## How to include a dataset in scikit-mobility
<br>
<i>v 1.0</i>

To add a dataset into `scikit-mobility`, create a dataset pre-processing script (DPS) and a JSON file that stores the information about the dataset.<br>
The JSON sould contain information about the dataset, such as the license and the URL where the resource is available. <br>
The DPS contains the instruction to load and pre-process the dataset, making it available to the user without any effort on their part.

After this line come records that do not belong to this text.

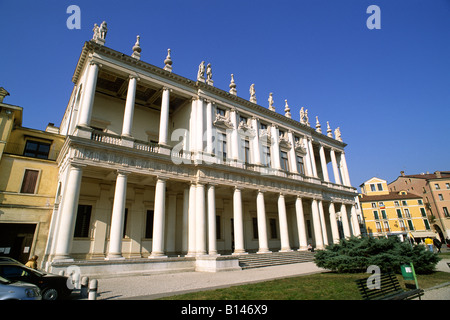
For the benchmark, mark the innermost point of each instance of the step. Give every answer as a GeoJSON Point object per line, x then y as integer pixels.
{"type": "Point", "coordinates": [256, 260]}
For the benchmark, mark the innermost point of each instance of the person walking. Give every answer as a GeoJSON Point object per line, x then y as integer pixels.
{"type": "Point", "coordinates": [429, 244]}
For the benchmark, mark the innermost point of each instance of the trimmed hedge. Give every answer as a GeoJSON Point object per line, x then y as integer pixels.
{"type": "Point", "coordinates": [354, 255]}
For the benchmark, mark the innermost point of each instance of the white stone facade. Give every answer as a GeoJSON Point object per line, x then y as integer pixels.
{"type": "Point", "coordinates": [157, 165]}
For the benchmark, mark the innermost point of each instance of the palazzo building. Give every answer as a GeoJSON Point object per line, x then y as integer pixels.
{"type": "Point", "coordinates": [156, 165]}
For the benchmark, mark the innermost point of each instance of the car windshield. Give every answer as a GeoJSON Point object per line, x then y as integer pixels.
{"type": "Point", "coordinates": [4, 281]}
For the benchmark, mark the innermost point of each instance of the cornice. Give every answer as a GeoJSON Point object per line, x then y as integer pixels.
{"type": "Point", "coordinates": [92, 47]}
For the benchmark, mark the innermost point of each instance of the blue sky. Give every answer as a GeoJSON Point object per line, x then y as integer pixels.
{"type": "Point", "coordinates": [387, 89]}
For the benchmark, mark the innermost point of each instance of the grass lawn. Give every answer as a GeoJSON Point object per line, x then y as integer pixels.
{"type": "Point", "coordinates": [322, 286]}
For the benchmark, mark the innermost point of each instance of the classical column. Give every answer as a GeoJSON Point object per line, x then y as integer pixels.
{"type": "Point", "coordinates": [191, 221]}
{"type": "Point", "coordinates": [292, 155]}
{"type": "Point", "coordinates": [337, 178]}
{"type": "Point", "coordinates": [333, 222]}
{"type": "Point", "coordinates": [275, 147]}
{"type": "Point", "coordinates": [261, 219]}
{"type": "Point", "coordinates": [185, 227]}
{"type": "Point", "coordinates": [158, 219]}
{"type": "Point", "coordinates": [212, 247]}
{"type": "Point", "coordinates": [344, 219]}
{"type": "Point", "coordinates": [200, 225]}
{"type": "Point", "coordinates": [284, 234]}
{"type": "Point", "coordinates": [316, 223]}
{"type": "Point", "coordinates": [308, 166]}
{"type": "Point", "coordinates": [171, 222]}
{"type": "Point", "coordinates": [255, 142]}
{"type": "Point", "coordinates": [345, 170]}
{"type": "Point", "coordinates": [88, 97]}
{"type": "Point", "coordinates": [322, 222]}
{"type": "Point", "coordinates": [68, 213]}
{"type": "Point", "coordinates": [199, 124]}
{"type": "Point", "coordinates": [238, 222]}
{"type": "Point", "coordinates": [323, 163]}
{"type": "Point", "coordinates": [129, 107]}
{"type": "Point", "coordinates": [164, 117]}
{"type": "Point", "coordinates": [234, 135]}
{"type": "Point", "coordinates": [117, 219]}
{"type": "Point", "coordinates": [301, 224]}
{"type": "Point", "coordinates": [209, 128]}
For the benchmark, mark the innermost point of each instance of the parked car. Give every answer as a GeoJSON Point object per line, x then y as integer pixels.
{"type": "Point", "coordinates": [18, 290]}
{"type": "Point", "coordinates": [52, 286]}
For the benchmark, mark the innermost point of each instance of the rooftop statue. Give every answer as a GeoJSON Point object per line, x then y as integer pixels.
{"type": "Point", "coordinates": [252, 93]}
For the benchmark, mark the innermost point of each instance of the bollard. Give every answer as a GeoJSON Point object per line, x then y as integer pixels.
{"type": "Point", "coordinates": [84, 288]}
{"type": "Point", "coordinates": [93, 289]}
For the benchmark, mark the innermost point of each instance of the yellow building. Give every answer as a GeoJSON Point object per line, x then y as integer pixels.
{"type": "Point", "coordinates": [28, 184]}
{"type": "Point", "coordinates": [398, 213]}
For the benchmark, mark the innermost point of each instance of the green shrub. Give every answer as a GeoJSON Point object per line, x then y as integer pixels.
{"type": "Point", "coordinates": [354, 255]}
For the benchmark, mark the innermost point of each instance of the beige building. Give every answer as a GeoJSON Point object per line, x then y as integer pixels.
{"type": "Point", "coordinates": [28, 184]}
{"type": "Point", "coordinates": [434, 188]}
{"type": "Point", "coordinates": [159, 166]}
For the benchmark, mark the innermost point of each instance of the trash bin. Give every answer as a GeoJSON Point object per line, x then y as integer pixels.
{"type": "Point", "coordinates": [407, 272]}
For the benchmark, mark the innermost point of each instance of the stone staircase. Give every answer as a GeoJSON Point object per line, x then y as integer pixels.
{"type": "Point", "coordinates": [259, 260]}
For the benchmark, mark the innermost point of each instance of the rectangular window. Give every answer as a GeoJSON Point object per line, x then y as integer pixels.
{"type": "Point", "coordinates": [223, 146]}
{"type": "Point", "coordinates": [83, 221]}
{"type": "Point", "coordinates": [255, 228]}
{"type": "Point", "coordinates": [125, 221]}
{"type": "Point", "coordinates": [284, 161]}
{"type": "Point", "coordinates": [29, 181]}
{"type": "Point", "coordinates": [378, 227]}
{"type": "Point", "coordinates": [36, 149]}
{"type": "Point", "coordinates": [149, 225]}
{"type": "Point", "coordinates": [273, 228]}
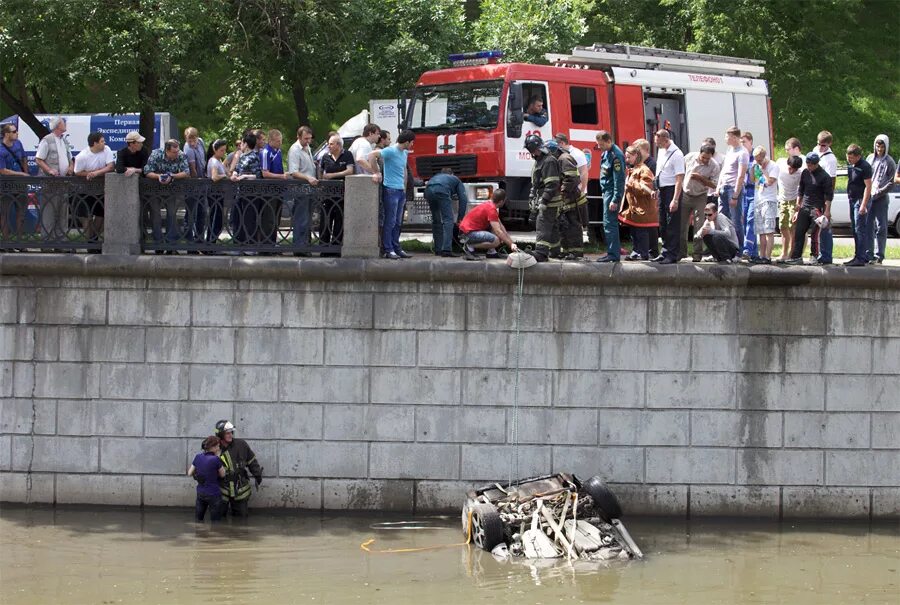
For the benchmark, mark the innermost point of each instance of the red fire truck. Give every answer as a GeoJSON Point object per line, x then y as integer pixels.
{"type": "Point", "coordinates": [469, 117]}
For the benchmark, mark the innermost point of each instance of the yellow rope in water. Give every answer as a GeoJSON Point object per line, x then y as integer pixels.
{"type": "Point", "coordinates": [365, 545]}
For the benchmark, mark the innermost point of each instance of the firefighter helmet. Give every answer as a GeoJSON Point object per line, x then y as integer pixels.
{"type": "Point", "coordinates": [222, 427]}
{"type": "Point", "coordinates": [533, 143]}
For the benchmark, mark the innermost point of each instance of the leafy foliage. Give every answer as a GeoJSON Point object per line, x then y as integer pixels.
{"type": "Point", "coordinates": [527, 29]}
{"type": "Point", "coordinates": [227, 64]}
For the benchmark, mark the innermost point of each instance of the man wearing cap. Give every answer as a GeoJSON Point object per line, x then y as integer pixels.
{"type": "Point", "coordinates": [815, 193]}
{"type": "Point", "coordinates": [578, 155]}
{"type": "Point", "coordinates": [54, 158]}
{"type": "Point", "coordinates": [132, 159]}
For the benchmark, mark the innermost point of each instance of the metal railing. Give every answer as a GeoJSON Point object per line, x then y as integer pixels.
{"type": "Point", "coordinates": [264, 216]}
{"type": "Point", "coordinates": [51, 213]}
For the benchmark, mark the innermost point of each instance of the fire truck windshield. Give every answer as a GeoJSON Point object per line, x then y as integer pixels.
{"type": "Point", "coordinates": [457, 106]}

The types of mobility dataset that may be included in the library are:
 - <i>trajectories</i> $\rightarrow$ `TrajDataFrame`
 - <i>flows</i> $\rightarrow$ `FlowDataFrame`
 - <i>shapes</i> $\rightarrow$ `GeoDataFrame`
 - <i>others</i> $\rightarrow$ `DataFrame`

### A practical example: aliens moving in the G-24 galaxy

Suppose we want to include in the `scikit-mobility` data collection the trajectories of aliens moving in a galaxy called G24.
We first have to choose a name for the dataset (unique in the collection). The name must be in lowercase, starting with a letter and the only non alphanumerical symbol allowed is `_`.<br><br>
<span style="color:green">**Valid**</span> names are: `trajectories_g24`, `alien_movements_g24`, `alien_traces_g24`. <br><br>
<span style="color:red">**Invalid**</span> names are: `TrajAlien_G24`, `99_aliens_in_motion`, `traj-of: aliens`.
<br><br> Assume we select as a name `alien_movements_g24`.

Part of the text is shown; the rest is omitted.